First, determine an output size. Is this bigger or smaller than your input size? It should be at least one step smaller for the best result with this one, but it can be of equal size.
IF output is smaller and sequence is set to output size, your video will be bigger than your desired frame. You can have it zoom out to the proper size at the first frame and hold that until you need to move it again. At this point, the process becomes very similar across situations.
If not smaller but equal for output size, you’re looking at doing some cropping, zooming and positioning in your effect controls. Similar for larger output as well, but you’ll have to zoom it where you want.
One standard effect is the top\bottom split of video games. You resize your clips to half the frame, and position one at the top, one at the bottom, over the course of a second or two using keyframes in your effect controls.

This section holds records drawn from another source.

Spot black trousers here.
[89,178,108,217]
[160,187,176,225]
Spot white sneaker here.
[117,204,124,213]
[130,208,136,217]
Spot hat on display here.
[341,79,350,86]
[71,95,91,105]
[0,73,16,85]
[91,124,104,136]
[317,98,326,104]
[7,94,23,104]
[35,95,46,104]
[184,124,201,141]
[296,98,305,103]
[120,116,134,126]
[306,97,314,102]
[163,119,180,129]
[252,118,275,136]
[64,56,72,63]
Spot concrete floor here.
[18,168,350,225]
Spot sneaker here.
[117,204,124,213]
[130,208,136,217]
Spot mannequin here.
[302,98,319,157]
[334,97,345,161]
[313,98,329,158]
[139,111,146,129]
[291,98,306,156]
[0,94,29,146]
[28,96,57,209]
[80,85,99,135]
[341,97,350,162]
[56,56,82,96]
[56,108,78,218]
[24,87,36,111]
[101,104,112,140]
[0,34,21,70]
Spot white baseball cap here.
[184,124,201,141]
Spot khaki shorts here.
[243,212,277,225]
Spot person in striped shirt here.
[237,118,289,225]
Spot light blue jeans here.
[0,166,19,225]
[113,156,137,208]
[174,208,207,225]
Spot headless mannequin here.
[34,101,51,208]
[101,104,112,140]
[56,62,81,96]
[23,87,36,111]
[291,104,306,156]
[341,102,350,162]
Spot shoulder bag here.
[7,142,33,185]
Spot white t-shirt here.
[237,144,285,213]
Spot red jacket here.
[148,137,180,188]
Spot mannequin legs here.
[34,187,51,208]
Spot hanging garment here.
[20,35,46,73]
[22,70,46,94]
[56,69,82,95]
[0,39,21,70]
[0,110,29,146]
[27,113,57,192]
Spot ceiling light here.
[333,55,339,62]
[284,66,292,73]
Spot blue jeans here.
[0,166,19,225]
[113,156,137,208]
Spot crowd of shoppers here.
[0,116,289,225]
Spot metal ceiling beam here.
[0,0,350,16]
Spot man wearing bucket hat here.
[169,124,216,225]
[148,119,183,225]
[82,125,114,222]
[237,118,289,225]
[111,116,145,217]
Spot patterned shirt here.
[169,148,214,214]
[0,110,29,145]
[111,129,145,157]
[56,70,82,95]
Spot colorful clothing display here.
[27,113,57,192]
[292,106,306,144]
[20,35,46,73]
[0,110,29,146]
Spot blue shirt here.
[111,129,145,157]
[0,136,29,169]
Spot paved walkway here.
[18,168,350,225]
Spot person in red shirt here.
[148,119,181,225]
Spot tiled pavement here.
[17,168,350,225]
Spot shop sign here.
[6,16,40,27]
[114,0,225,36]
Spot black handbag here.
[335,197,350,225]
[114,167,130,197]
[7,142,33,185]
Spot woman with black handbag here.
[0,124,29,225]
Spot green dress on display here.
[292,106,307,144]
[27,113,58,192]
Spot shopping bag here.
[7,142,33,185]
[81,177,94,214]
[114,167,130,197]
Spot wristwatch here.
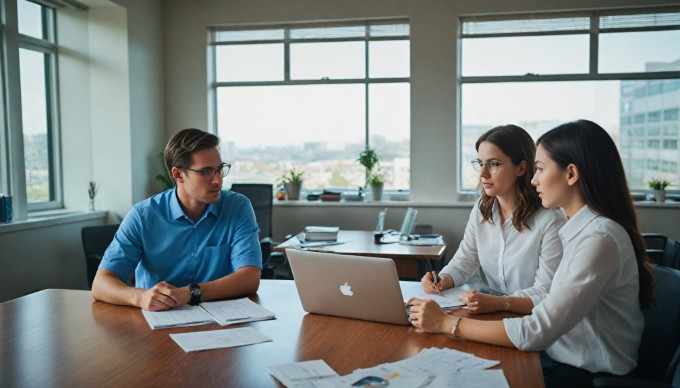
[189,283,203,306]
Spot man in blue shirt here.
[92,129,262,311]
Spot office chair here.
[80,224,119,289]
[642,233,668,264]
[593,265,680,387]
[642,233,680,269]
[231,183,284,279]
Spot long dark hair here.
[475,124,541,231]
[536,120,654,308]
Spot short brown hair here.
[163,128,220,177]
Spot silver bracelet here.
[451,317,463,337]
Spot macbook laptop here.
[286,249,410,325]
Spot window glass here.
[461,35,589,77]
[217,84,365,189]
[290,42,366,80]
[368,40,411,78]
[215,43,283,82]
[19,49,52,203]
[17,0,46,39]
[598,30,680,73]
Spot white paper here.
[402,282,472,309]
[269,360,338,387]
[201,298,276,326]
[170,327,271,352]
[142,304,214,330]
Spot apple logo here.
[340,282,354,296]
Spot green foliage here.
[155,152,175,191]
[279,167,305,183]
[357,147,380,175]
[647,178,671,190]
[366,167,385,185]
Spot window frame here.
[456,6,680,194]
[208,18,411,192]
[0,0,63,215]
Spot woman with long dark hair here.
[422,125,565,314]
[410,120,654,386]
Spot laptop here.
[286,249,411,325]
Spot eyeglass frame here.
[470,159,512,174]
[178,163,231,182]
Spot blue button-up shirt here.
[99,189,262,288]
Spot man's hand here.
[137,282,191,311]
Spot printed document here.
[170,327,272,352]
[142,298,276,330]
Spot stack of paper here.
[304,226,340,241]
[269,348,508,387]
[170,327,272,352]
[142,298,276,330]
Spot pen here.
[432,271,442,296]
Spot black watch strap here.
[189,283,203,306]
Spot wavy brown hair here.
[536,120,654,308]
[475,124,541,232]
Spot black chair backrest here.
[631,266,680,384]
[81,224,119,288]
[642,233,668,264]
[231,183,274,240]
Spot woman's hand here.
[458,290,503,314]
[408,298,453,333]
[420,272,453,294]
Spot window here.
[459,7,680,191]
[0,0,61,211]
[210,21,410,190]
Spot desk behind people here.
[0,280,543,387]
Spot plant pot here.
[652,190,666,203]
[283,182,302,201]
[371,183,384,201]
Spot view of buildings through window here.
[459,13,680,190]
[17,0,57,204]
[213,21,410,190]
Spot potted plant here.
[367,167,385,201]
[647,178,671,203]
[280,167,305,201]
[357,146,380,185]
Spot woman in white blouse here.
[422,125,565,314]
[410,120,654,386]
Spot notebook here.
[286,249,410,325]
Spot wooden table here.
[274,230,446,280]
[0,280,543,388]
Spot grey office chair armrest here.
[593,376,673,388]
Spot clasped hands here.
[138,281,191,311]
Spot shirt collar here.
[560,205,598,241]
[169,186,224,222]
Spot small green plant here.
[647,178,671,190]
[279,167,305,183]
[357,146,380,176]
[367,167,385,185]
[155,152,175,190]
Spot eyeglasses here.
[470,159,510,174]
[180,163,231,182]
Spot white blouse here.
[440,202,566,305]
[504,206,644,375]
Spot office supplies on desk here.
[286,249,410,325]
[302,226,340,242]
[170,327,272,352]
[142,298,276,330]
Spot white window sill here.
[0,209,108,234]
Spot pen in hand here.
[432,271,442,296]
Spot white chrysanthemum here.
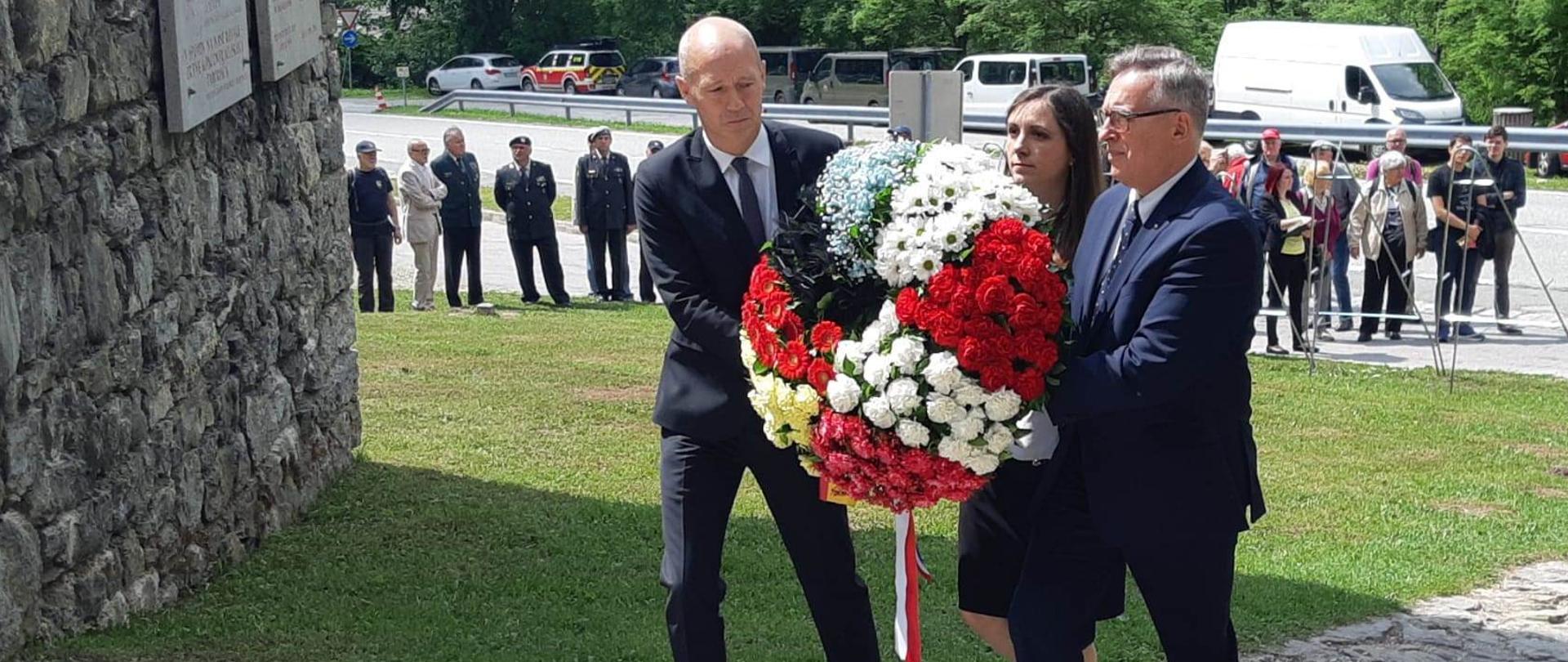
[861,396,898,430]
[828,372,861,414]
[861,355,893,389]
[893,418,931,449]
[985,387,1024,420]
[985,423,1013,454]
[949,409,985,442]
[833,341,866,372]
[953,377,987,406]
[905,248,942,282]
[886,377,920,416]
[920,351,964,394]
[888,336,925,375]
[925,394,969,425]
[960,454,1002,476]
[936,436,969,463]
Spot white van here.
[1212,20,1464,132]
[953,53,1098,111]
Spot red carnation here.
[983,218,1029,244]
[811,320,844,355]
[751,336,779,370]
[893,287,920,326]
[1013,367,1046,401]
[777,338,811,381]
[975,276,1013,315]
[806,358,834,396]
[925,265,964,306]
[920,309,964,348]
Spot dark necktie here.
[1094,201,1143,312]
[731,157,768,246]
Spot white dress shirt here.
[702,128,779,239]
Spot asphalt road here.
[343,99,1568,377]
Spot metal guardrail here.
[421,89,1568,152]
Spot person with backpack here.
[1350,150,1427,342]
[348,140,403,312]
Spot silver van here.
[800,49,949,105]
[757,46,828,104]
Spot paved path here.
[343,101,1568,378]
[1246,561,1568,662]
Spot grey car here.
[615,58,680,99]
[425,53,522,96]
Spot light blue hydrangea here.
[817,141,920,280]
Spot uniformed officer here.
[430,127,484,307]
[577,127,637,302]
[632,140,665,302]
[348,140,403,312]
[496,135,572,306]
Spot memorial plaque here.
[158,0,251,133]
[256,0,322,82]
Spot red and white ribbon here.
[892,510,931,662]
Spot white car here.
[425,53,522,96]
[953,53,1099,111]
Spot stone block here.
[11,0,72,69]
[49,55,89,123]
[0,268,22,386]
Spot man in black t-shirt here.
[1427,135,1485,342]
[348,140,403,312]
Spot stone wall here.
[0,0,359,657]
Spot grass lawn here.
[25,301,1568,662]
[343,87,433,104]
[387,105,692,135]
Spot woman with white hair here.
[1350,150,1427,342]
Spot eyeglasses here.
[1099,108,1183,133]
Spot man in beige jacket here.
[397,140,447,311]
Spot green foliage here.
[22,301,1568,662]
[343,0,1568,123]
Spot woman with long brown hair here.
[958,85,1123,660]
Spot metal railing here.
[421,89,1568,152]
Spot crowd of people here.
[1201,126,1526,355]
[348,127,663,312]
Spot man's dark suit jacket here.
[496,162,555,242]
[430,152,484,230]
[576,152,637,230]
[635,123,844,439]
[1049,163,1264,544]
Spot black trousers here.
[658,430,880,662]
[1361,246,1410,336]
[1264,251,1306,350]
[354,232,397,312]
[637,243,658,302]
[510,234,572,306]
[588,227,632,302]
[441,227,484,307]
[1007,444,1237,662]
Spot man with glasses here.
[397,140,447,311]
[1009,46,1264,662]
[1367,127,1427,186]
[1476,126,1524,336]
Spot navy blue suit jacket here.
[1049,163,1264,544]
[634,123,844,439]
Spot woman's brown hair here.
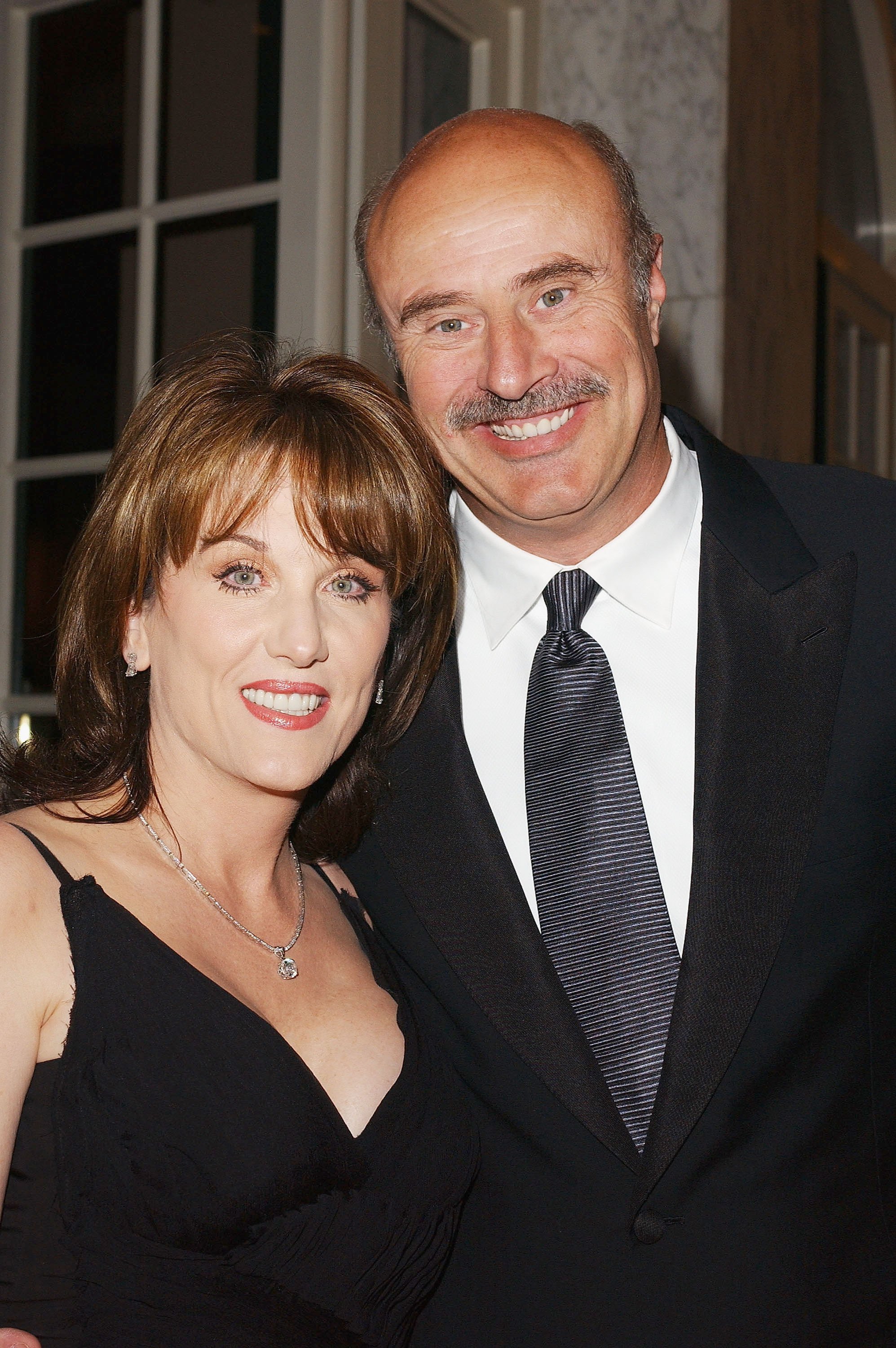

Another standard effect is to zoom each to your wanted square view, crop it to a square about half the frame in size, and place one to the right and one to the left. Doing this, you either want to find an area where the color lines up just right, so the split is almost seamless, or you want to place a small gap of a neutral variant color (white, black, or a neon halfway between two of the colors at the edge) that will define the split in the screens, while making sure main subjects are zoomed almost equally. To get black just leave space in between, but for white or neon, you may have to apply another effect or clipping that places a bar where the split is. I suggest using illustrator to make a PNG with an alpha channel and then lay the png on a video track over the split screen area and allow the other videos to show through.